In this publication: EM FX profits from weaker USD. Weaker Chinese yuan bets resuming. Outperformance in Indonesian rupiah unlikely to persist
EM-FX-weekly-4-Feb-2016.pdf (215 KB)
EM FX profits from weaker USD
Emerging market currencies have performed well since last Thursday. There are several reasons for this. First, oil and metal prices have recovered, improving sentiment towards currencies of commodity exporting countries. Second, weaker-than-expected US data have resulted in a downward adjustment in Fed interest rate hike expectations and cause a sharp sell-off of the US dollar across the board. Going forward we expect commodity prices to continue their recovery path. However, we also expect the US dollar to rally when US data come in stronger again. Both forces should result in a stabilisation in emerging market FX excluding Asia. Despite the much weaker-than-expected industrial production, the Brazilian real has been the strongest performing currency since last Thursday. It is likely that most of the negative news is reflected in the price and investor sentiment towards the real seems to have improved following the efforts to revive the economy.

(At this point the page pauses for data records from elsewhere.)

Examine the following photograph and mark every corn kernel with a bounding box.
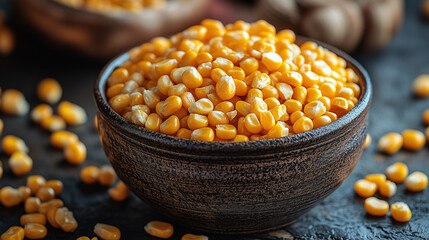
[293,116,313,134]
[191,127,214,141]
[364,173,386,188]
[144,221,174,239]
[25,197,41,214]
[38,199,64,215]
[2,135,28,155]
[188,98,214,115]
[55,207,78,232]
[378,132,403,154]
[94,223,121,240]
[303,101,326,119]
[9,152,32,176]
[354,179,377,198]
[50,130,79,149]
[99,165,116,187]
[46,207,60,228]
[109,181,130,201]
[64,141,86,165]
[405,171,428,192]
[0,186,22,207]
[20,214,46,226]
[36,187,55,202]
[58,101,87,125]
[27,175,46,195]
[81,166,100,184]
[378,180,397,198]
[401,129,426,151]
[181,233,209,240]
[385,162,408,184]
[412,74,429,97]
[37,78,62,104]
[215,124,237,140]
[364,134,372,149]
[216,76,236,100]
[364,197,389,217]
[391,202,412,222]
[1,89,29,115]
[160,115,180,135]
[40,115,66,131]
[31,104,53,123]
[1,226,24,240]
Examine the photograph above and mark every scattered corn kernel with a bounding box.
[109,181,130,201]
[182,233,209,240]
[405,171,428,192]
[31,104,53,123]
[378,180,397,198]
[354,179,377,198]
[20,213,46,226]
[8,152,33,176]
[25,197,41,213]
[401,129,426,151]
[64,141,87,165]
[40,115,66,131]
[1,226,24,240]
[391,202,412,222]
[412,74,429,98]
[1,89,29,115]
[94,223,121,240]
[144,221,174,239]
[46,206,61,228]
[364,134,371,149]
[37,78,62,104]
[38,199,64,215]
[0,186,22,207]
[35,187,55,202]
[364,174,386,188]
[18,186,31,202]
[24,223,47,239]
[378,132,403,154]
[27,175,46,195]
[81,166,100,184]
[50,130,79,149]
[99,165,116,186]
[55,207,78,232]
[58,101,88,125]
[385,162,408,184]
[2,135,28,155]
[364,197,389,217]
[45,180,63,196]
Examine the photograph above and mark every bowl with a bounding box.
[13,0,211,59]
[94,37,372,234]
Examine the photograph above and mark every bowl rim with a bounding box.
[94,36,372,153]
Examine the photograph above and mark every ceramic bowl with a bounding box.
[94,37,372,234]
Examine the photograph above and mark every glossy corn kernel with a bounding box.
[40,115,66,131]
[18,186,31,202]
[2,135,28,155]
[312,115,332,129]
[412,74,429,97]
[1,89,29,115]
[215,124,237,140]
[9,152,32,176]
[378,180,397,198]
[401,129,426,151]
[31,104,53,123]
[37,78,62,104]
[45,180,63,196]
[267,122,289,139]
[378,132,403,154]
[144,221,174,239]
[405,171,428,192]
[145,113,162,132]
[354,179,377,198]
[284,100,302,114]
[25,197,41,213]
[0,186,22,207]
[191,127,214,141]
[293,116,313,134]
[385,162,408,184]
[160,115,180,135]
[94,223,121,240]
[245,113,262,134]
[216,76,236,100]
[109,181,130,201]
[188,98,214,115]
[99,165,116,187]
[181,233,209,240]
[27,175,46,195]
[20,214,46,226]
[52,132,79,150]
[35,187,55,202]
[64,141,86,165]
[364,134,372,149]
[233,135,249,142]
[38,199,64,215]
[80,166,100,184]
[55,207,78,232]
[364,197,389,217]
[391,202,412,222]
[364,174,386,188]
[57,101,87,125]
[45,207,58,228]
[303,101,326,119]
[1,226,24,240]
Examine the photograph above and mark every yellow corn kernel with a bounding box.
[405,171,428,192]
[293,116,313,134]
[55,207,78,232]
[364,197,389,217]
[264,98,280,110]
[378,180,397,198]
[191,127,214,141]
[129,92,143,106]
[364,173,386,188]
[216,76,236,100]
[176,128,192,139]
[245,113,262,134]
[109,180,129,202]
[20,213,46,226]
[122,80,139,93]
[181,233,209,240]
[364,134,372,149]
[223,30,249,50]
[196,52,213,65]
[385,162,408,184]
[391,202,412,222]
[45,180,63,196]
[259,111,275,131]
[109,94,130,114]
[1,226,24,240]
[240,57,259,75]
[57,101,87,125]
[143,89,160,109]
[25,197,41,213]
[290,111,305,125]
[267,122,289,139]
[0,186,22,207]
[306,88,322,103]
[269,105,286,122]
[207,111,229,126]
[378,132,403,154]
[195,85,215,99]
[27,175,46,195]
[182,68,203,89]
[108,68,129,86]
[354,179,377,198]
[330,97,348,117]
[261,52,282,71]
[1,89,29,116]
[233,135,249,142]
[154,59,178,76]
[276,83,293,100]
[303,101,326,119]
[215,124,237,140]
[99,165,116,187]
[214,101,234,113]
[30,104,53,123]
[412,74,429,97]
[179,50,198,67]
[170,66,193,84]
[312,115,332,129]
[131,109,148,126]
[94,223,121,240]
[284,100,302,114]
[320,82,336,98]
[35,187,55,203]
[160,115,180,135]
[301,71,320,88]
[106,83,125,99]
[188,98,214,115]
[2,135,28,155]
[228,67,245,81]
[336,87,354,100]
[81,166,100,184]
[9,152,32,176]
[280,71,302,87]
[64,141,86,165]
[157,75,173,96]
[160,96,182,118]
[245,88,263,103]
[50,130,79,149]
[38,199,64,215]
[401,129,426,151]
[145,113,162,132]
[144,221,174,239]
[40,115,66,132]
[250,97,268,115]
[324,111,337,121]
[18,186,31,203]
[187,114,209,130]
[212,57,234,71]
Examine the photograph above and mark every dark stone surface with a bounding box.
[0,0,428,239]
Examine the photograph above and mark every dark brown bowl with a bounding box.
[94,37,372,234]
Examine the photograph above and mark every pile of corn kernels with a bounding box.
[55,0,166,13]
[107,19,362,142]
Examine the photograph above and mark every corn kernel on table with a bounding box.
[1,0,429,239]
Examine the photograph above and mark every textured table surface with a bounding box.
[0,0,429,239]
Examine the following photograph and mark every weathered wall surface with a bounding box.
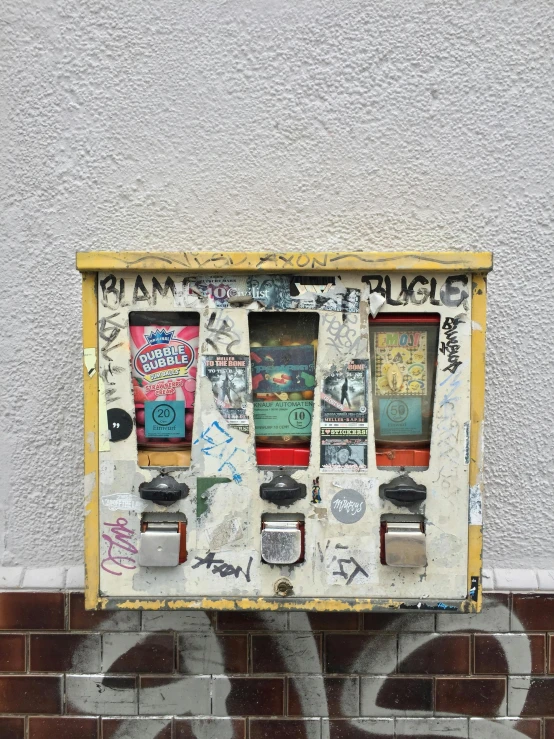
[1,0,553,568]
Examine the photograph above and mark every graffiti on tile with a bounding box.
[6,593,548,738]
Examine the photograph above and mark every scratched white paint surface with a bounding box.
[97,271,470,599]
[1,0,554,570]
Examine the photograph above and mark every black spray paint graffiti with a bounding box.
[191,551,253,582]
[98,311,127,405]
[440,316,462,374]
[364,274,470,308]
[100,274,189,307]
[99,312,125,362]
[205,312,240,354]
[332,556,369,585]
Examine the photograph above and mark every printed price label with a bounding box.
[145,400,185,438]
[253,400,313,436]
[379,397,422,436]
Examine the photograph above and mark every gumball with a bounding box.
[134,386,147,404]
[302,390,314,400]
[289,392,303,400]
[136,426,147,443]
[185,412,194,432]
[183,390,195,407]
[184,379,196,392]
[136,409,145,426]
[250,341,262,347]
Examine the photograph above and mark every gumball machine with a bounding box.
[249,312,319,467]
[130,312,199,467]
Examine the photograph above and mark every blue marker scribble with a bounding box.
[194,420,247,483]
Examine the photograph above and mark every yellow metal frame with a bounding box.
[77,251,492,611]
[81,273,100,609]
[77,250,492,274]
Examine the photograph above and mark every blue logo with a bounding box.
[144,328,175,346]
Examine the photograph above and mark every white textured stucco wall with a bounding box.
[1,0,553,569]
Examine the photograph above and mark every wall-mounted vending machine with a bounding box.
[77,251,492,613]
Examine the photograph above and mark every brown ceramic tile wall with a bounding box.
[1,592,554,737]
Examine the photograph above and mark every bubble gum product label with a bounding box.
[130,324,199,409]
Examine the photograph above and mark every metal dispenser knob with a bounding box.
[260,473,307,505]
[380,473,427,506]
[139,471,189,506]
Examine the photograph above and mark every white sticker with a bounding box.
[469,485,483,525]
[369,291,386,317]
[100,459,115,487]
[98,376,111,452]
[174,281,186,307]
[102,493,147,512]
[83,348,97,377]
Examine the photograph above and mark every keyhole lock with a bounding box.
[274,578,293,597]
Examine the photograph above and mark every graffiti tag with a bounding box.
[191,551,253,582]
[101,517,138,576]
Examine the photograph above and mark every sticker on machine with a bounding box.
[291,283,361,313]
[321,359,368,426]
[373,329,428,396]
[204,355,249,433]
[320,429,368,472]
[251,344,315,437]
[102,493,147,513]
[246,274,291,310]
[330,489,366,524]
[189,276,248,307]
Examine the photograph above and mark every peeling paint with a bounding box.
[469,485,483,525]
[86,431,96,454]
[84,472,97,507]
[83,347,97,377]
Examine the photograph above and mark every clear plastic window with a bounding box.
[249,313,319,467]
[129,311,200,467]
[368,314,440,470]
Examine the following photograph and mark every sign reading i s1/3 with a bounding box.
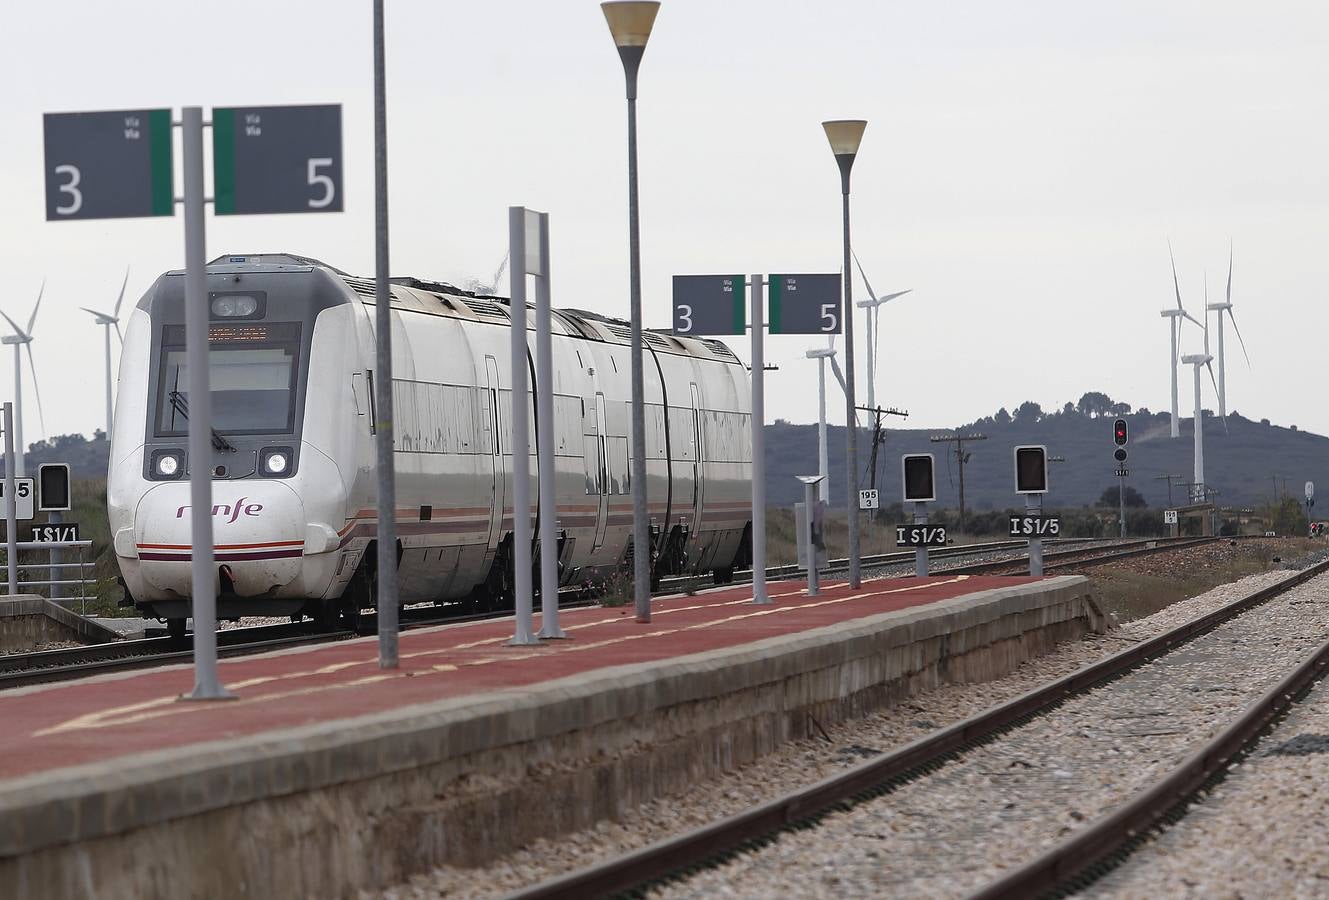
[213,105,343,215]
[767,273,841,335]
[30,523,80,543]
[1008,515,1061,538]
[896,524,947,547]
[671,275,746,336]
[43,110,174,220]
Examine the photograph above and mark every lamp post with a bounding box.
[602,1,661,623]
[822,119,867,588]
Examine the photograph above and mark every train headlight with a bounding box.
[211,294,260,317]
[260,447,293,477]
[151,450,184,479]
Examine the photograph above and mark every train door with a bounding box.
[690,382,705,536]
[592,392,610,551]
[484,356,504,551]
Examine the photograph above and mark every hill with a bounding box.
[765,395,1326,512]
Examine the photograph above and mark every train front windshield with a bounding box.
[155,323,302,435]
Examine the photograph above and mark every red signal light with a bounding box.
[1113,418,1129,446]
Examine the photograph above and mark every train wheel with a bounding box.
[166,618,187,641]
[712,566,734,585]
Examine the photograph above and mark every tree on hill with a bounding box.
[993,407,1011,425]
[1013,401,1043,423]
[1060,402,1075,417]
[1109,402,1132,416]
[1097,485,1147,508]
[1077,392,1113,417]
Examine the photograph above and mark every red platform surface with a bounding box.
[0,574,1034,783]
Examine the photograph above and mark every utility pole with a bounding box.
[1155,473,1183,508]
[858,404,908,493]
[930,432,987,535]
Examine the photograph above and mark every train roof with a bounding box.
[196,252,743,366]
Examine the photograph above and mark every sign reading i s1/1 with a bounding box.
[1008,515,1061,538]
[43,110,174,220]
[213,105,343,215]
[31,523,80,543]
[768,274,841,335]
[671,275,746,336]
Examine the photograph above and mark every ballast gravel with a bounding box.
[372,565,1305,900]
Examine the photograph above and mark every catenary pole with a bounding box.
[181,106,230,700]
[372,0,400,668]
[508,208,537,645]
[535,212,565,639]
[4,403,16,596]
[750,274,769,604]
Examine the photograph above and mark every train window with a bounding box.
[156,330,301,436]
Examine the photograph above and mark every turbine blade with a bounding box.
[24,345,45,438]
[80,307,112,318]
[114,321,123,344]
[1168,240,1184,311]
[0,310,27,339]
[113,267,130,317]
[1225,242,1233,306]
[26,279,45,336]
[1227,309,1251,367]
[851,250,877,301]
[880,289,913,304]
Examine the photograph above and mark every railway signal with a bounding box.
[1114,418,1129,446]
[900,454,939,575]
[1013,446,1049,576]
[44,101,344,697]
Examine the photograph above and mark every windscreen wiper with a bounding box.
[167,391,237,452]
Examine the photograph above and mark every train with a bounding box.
[106,253,754,635]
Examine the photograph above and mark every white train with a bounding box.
[108,253,753,635]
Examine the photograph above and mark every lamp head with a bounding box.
[601,1,660,48]
[822,119,867,190]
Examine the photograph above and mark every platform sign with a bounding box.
[858,488,879,510]
[0,478,35,521]
[30,522,79,543]
[768,273,841,335]
[1164,509,1179,525]
[213,105,343,215]
[896,523,947,547]
[671,275,745,335]
[1008,514,1060,538]
[43,110,174,220]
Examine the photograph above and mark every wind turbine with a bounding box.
[852,251,911,413]
[1180,279,1223,511]
[1161,242,1202,439]
[0,281,48,477]
[1205,244,1251,418]
[81,268,130,442]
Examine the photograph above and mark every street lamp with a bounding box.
[822,118,867,588]
[602,1,661,623]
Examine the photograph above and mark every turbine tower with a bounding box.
[1204,244,1250,418]
[805,343,836,502]
[1181,349,1211,503]
[852,251,911,413]
[1162,243,1201,439]
[81,268,130,441]
[0,281,48,477]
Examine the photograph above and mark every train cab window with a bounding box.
[156,323,301,436]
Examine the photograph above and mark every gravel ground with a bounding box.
[1086,644,1329,898]
[653,570,1329,900]
[372,564,1304,899]
[0,639,81,656]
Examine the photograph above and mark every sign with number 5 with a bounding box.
[767,273,842,335]
[213,105,343,215]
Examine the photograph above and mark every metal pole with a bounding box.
[1027,494,1044,576]
[3,403,15,596]
[805,481,819,597]
[817,358,829,503]
[181,106,231,701]
[12,350,22,478]
[839,175,860,589]
[372,0,400,668]
[509,208,537,646]
[1193,364,1204,493]
[751,274,770,605]
[104,324,114,441]
[621,54,652,623]
[1119,474,1126,538]
[535,211,565,639]
[913,500,927,577]
[48,509,62,602]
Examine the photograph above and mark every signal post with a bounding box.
[1012,446,1053,576]
[899,454,937,576]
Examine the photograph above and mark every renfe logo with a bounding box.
[176,498,264,524]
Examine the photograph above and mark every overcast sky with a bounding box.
[2,1,1326,444]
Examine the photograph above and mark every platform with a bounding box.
[0,596,121,652]
[0,573,1099,899]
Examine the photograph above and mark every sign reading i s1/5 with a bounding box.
[213,105,343,215]
[43,110,174,220]
[1008,515,1061,538]
[767,273,841,335]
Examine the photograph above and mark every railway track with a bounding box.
[512,554,1329,900]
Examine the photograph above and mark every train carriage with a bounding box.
[107,253,753,634]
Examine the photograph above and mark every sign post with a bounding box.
[3,404,15,596]
[1014,445,1049,576]
[901,454,936,576]
[795,475,826,595]
[44,101,343,694]
[508,208,538,646]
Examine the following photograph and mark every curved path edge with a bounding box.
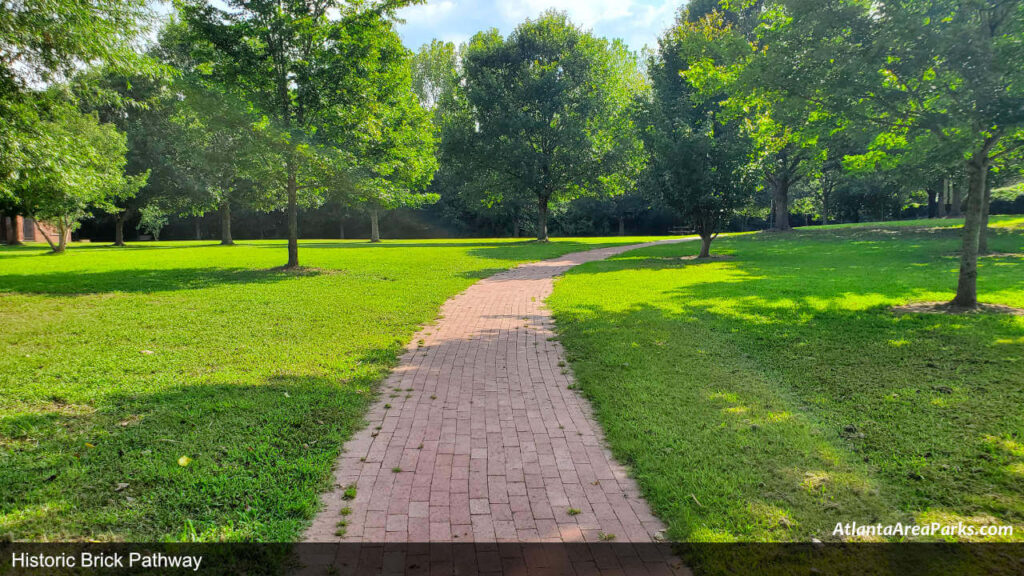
[305,239,694,558]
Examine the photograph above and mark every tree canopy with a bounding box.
[458,11,647,241]
[177,0,432,265]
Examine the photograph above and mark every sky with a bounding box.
[395,0,683,54]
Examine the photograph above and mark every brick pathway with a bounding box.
[305,240,689,550]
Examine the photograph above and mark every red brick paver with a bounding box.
[305,240,688,546]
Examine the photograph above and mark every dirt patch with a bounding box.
[892,301,1024,316]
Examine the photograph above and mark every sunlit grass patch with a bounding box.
[0,236,658,541]
[549,223,1024,547]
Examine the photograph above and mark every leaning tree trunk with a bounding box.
[536,196,549,242]
[979,178,992,254]
[772,177,792,231]
[369,208,381,243]
[114,213,125,246]
[951,144,995,308]
[34,219,58,252]
[618,216,625,236]
[219,201,233,245]
[286,162,299,267]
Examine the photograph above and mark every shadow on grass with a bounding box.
[0,266,330,295]
[0,344,404,542]
[549,227,1024,572]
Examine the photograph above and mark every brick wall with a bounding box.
[1,215,71,245]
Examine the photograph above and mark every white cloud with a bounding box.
[401,0,457,20]
[500,0,634,29]
[397,0,680,53]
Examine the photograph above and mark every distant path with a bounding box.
[305,239,693,571]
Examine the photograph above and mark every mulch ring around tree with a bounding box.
[891,301,1024,316]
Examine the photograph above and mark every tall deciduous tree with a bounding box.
[756,0,1024,307]
[339,41,438,242]
[642,11,756,257]
[168,81,276,246]
[12,97,147,252]
[460,11,646,241]
[686,1,827,232]
[1,0,157,205]
[179,0,422,267]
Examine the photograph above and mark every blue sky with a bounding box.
[395,0,682,54]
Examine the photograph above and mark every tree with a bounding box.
[137,202,169,240]
[411,40,460,118]
[168,81,275,246]
[642,11,756,257]
[682,1,827,232]
[459,12,647,241]
[12,97,146,253]
[415,40,538,238]
[77,68,184,246]
[1,0,157,207]
[842,128,963,223]
[756,0,1024,307]
[340,42,438,242]
[179,0,422,266]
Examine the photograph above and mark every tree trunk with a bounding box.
[938,178,948,218]
[950,179,963,217]
[772,178,791,231]
[34,219,58,252]
[2,215,19,244]
[194,218,202,241]
[512,219,520,238]
[339,220,345,240]
[951,144,994,308]
[618,216,625,236]
[698,233,713,258]
[370,208,381,242]
[114,213,125,246]
[56,220,68,252]
[286,161,299,267]
[220,201,233,245]
[821,187,830,225]
[926,188,938,219]
[979,177,992,254]
[536,196,549,242]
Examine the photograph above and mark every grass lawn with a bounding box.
[548,216,1024,547]
[0,236,662,542]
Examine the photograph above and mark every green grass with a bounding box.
[548,222,1024,547]
[0,236,663,542]
[814,214,1024,230]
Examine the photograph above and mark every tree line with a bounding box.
[414,1,1022,306]
[1,0,1022,307]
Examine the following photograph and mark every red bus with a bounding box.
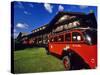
[48,28,97,70]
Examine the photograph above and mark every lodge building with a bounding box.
[16,11,97,47]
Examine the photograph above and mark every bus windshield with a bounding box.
[84,29,97,45]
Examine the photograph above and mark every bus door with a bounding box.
[70,31,85,53]
[63,33,71,51]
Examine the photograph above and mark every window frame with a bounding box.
[57,35,64,42]
[65,32,71,43]
[71,31,84,43]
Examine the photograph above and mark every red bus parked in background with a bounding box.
[48,27,97,70]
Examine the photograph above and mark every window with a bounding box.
[59,15,70,21]
[65,33,71,41]
[73,21,80,27]
[55,26,64,32]
[37,29,39,31]
[50,37,54,42]
[54,36,58,42]
[42,26,46,29]
[33,31,34,32]
[72,32,83,42]
[35,30,37,32]
[58,35,64,42]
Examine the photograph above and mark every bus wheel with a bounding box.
[63,56,71,70]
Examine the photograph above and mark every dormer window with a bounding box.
[35,30,37,32]
[42,26,46,29]
[37,29,39,31]
[55,15,70,24]
[40,28,42,30]
[59,15,70,21]
[73,21,80,26]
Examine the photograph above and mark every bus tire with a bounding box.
[62,50,90,70]
[63,56,71,70]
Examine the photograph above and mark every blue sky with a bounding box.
[13,1,97,38]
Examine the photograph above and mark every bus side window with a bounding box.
[50,37,54,42]
[54,36,58,42]
[58,35,64,42]
[72,32,83,42]
[65,33,71,41]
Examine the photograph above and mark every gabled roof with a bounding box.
[46,11,96,31]
[17,32,29,39]
[22,11,96,38]
[48,11,87,25]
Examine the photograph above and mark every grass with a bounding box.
[14,47,65,73]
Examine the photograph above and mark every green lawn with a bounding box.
[14,47,65,73]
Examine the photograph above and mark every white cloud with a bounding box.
[17,2,24,9]
[24,11,31,15]
[44,3,53,13]
[79,5,88,9]
[58,5,64,11]
[24,11,28,14]
[16,23,29,29]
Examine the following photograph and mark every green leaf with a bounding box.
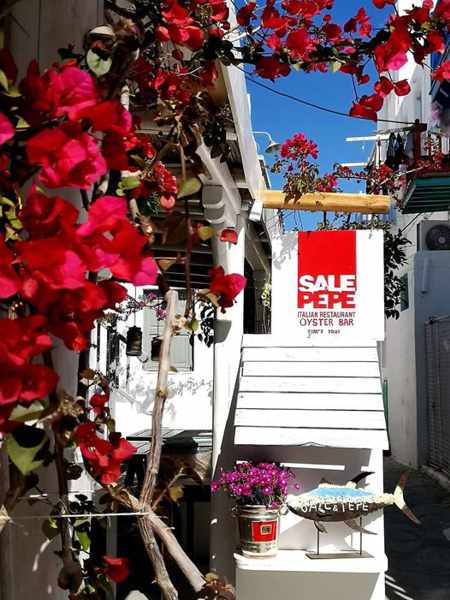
[75,529,91,552]
[73,517,89,528]
[9,401,45,423]
[0,69,8,91]
[42,517,59,541]
[86,49,112,77]
[329,60,341,73]
[119,175,141,191]
[5,425,48,475]
[3,86,21,97]
[16,117,29,129]
[178,177,202,199]
[0,196,15,208]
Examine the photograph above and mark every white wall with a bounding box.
[109,286,214,436]
[378,0,449,467]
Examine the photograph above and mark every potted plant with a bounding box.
[212,462,297,558]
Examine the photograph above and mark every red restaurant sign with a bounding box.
[272,229,384,342]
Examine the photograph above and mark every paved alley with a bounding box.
[384,458,450,600]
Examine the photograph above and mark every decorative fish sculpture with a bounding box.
[287,471,420,534]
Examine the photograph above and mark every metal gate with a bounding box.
[425,317,450,477]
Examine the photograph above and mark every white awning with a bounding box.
[234,335,389,450]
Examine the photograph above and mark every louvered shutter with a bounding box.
[143,290,193,371]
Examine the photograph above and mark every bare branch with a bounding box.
[0,0,23,18]
[139,288,178,504]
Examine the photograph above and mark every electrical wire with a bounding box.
[400,212,432,234]
[241,69,416,126]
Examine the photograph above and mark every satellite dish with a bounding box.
[425,224,450,251]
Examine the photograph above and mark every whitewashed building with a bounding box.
[377,0,450,475]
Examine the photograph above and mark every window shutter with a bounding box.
[143,290,193,371]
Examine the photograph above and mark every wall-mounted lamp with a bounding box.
[253,131,281,154]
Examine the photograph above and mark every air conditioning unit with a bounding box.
[417,221,450,251]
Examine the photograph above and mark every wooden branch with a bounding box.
[260,189,391,214]
[139,288,178,504]
[118,492,205,594]
[138,517,178,600]
[0,0,23,17]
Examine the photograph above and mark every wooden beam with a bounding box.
[259,190,390,214]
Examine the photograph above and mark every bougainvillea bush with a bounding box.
[0,0,450,598]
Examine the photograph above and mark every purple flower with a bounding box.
[211,461,298,507]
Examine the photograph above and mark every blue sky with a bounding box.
[247,0,393,228]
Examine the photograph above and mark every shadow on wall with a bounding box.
[271,230,298,271]
[113,375,213,424]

Weaker Chinese yuan bets resuming
The People’s Bank of China (PBoC) has continued to fix a stronger yuan daily fixing reference rate in the past week. This has helped to support sentiment in the yuan spot market. However, financial markets have increased again their positions that profit from a weaker yuan. This was triggered by a weakening of the official PMIs in January, both for the manufacturing and the services sector. Our view that a sharp devaluation in the yuan is not the best solution to stimulate the economy has not changed as it will exacerbate capital outflows from China. Tighter surveillance and minor capital controls to curb speculative activities in the yuan are likely to be imposed. Fiscal stimulus to support the economy before long will also aid sentiment in the yuan. Indeed there are some encouraging signs of economic stabilisation as Caixin’s services PMI rose by 2.2 point to 52.4 in January and the composite PMI recovered to 50.1 (December: 49.4). We maintain our year end yuan target versus the USD at 6.70.
Outperformance in IDR unlikely to persist
The Indonesian rupiah (IDR) has outperformed in recent weeks as economic growth prospects in Indonesia have improved. This is due to several economic stimulus measures announced by the government and expectations (including ours) that Bank Indonesia will lower monetary policy rates later this month to stimulate the economy. The IDR has also been in favour due to market expectation that the Fed will delay tightening monetary policy. While we acknowledge an increasing risk that the Fed may raise interest rates less than signalled. A too strong IDR may not be desirable as it will hurt exports growth and spur domestic demand (imports), widening the current account deficit. As Indonesia’s current account deficit is expected to widen this year, a reversal of capital outflows when the Fed tightens monetary policy is likely to pressure the IDR. This risk is exacerbated by the fact that foreign ownership of government bonds are elevated (39% as of January 2016). In addition, the government is likely to issue more bonds to fund its fiscal deficit, limiting the effectiveness of looser monetary policy. We also expect Bank Indonesia to replenish its foreign currency reserves given that holdings have declined by more than 5% in 2015. Last but not least, the government has a weak policy implementation record and hence the full effects of various stimulus measures announced may not materialise, just as in 2015. We expect the IDR to decline towards 15,000 against the USD by the end of this year.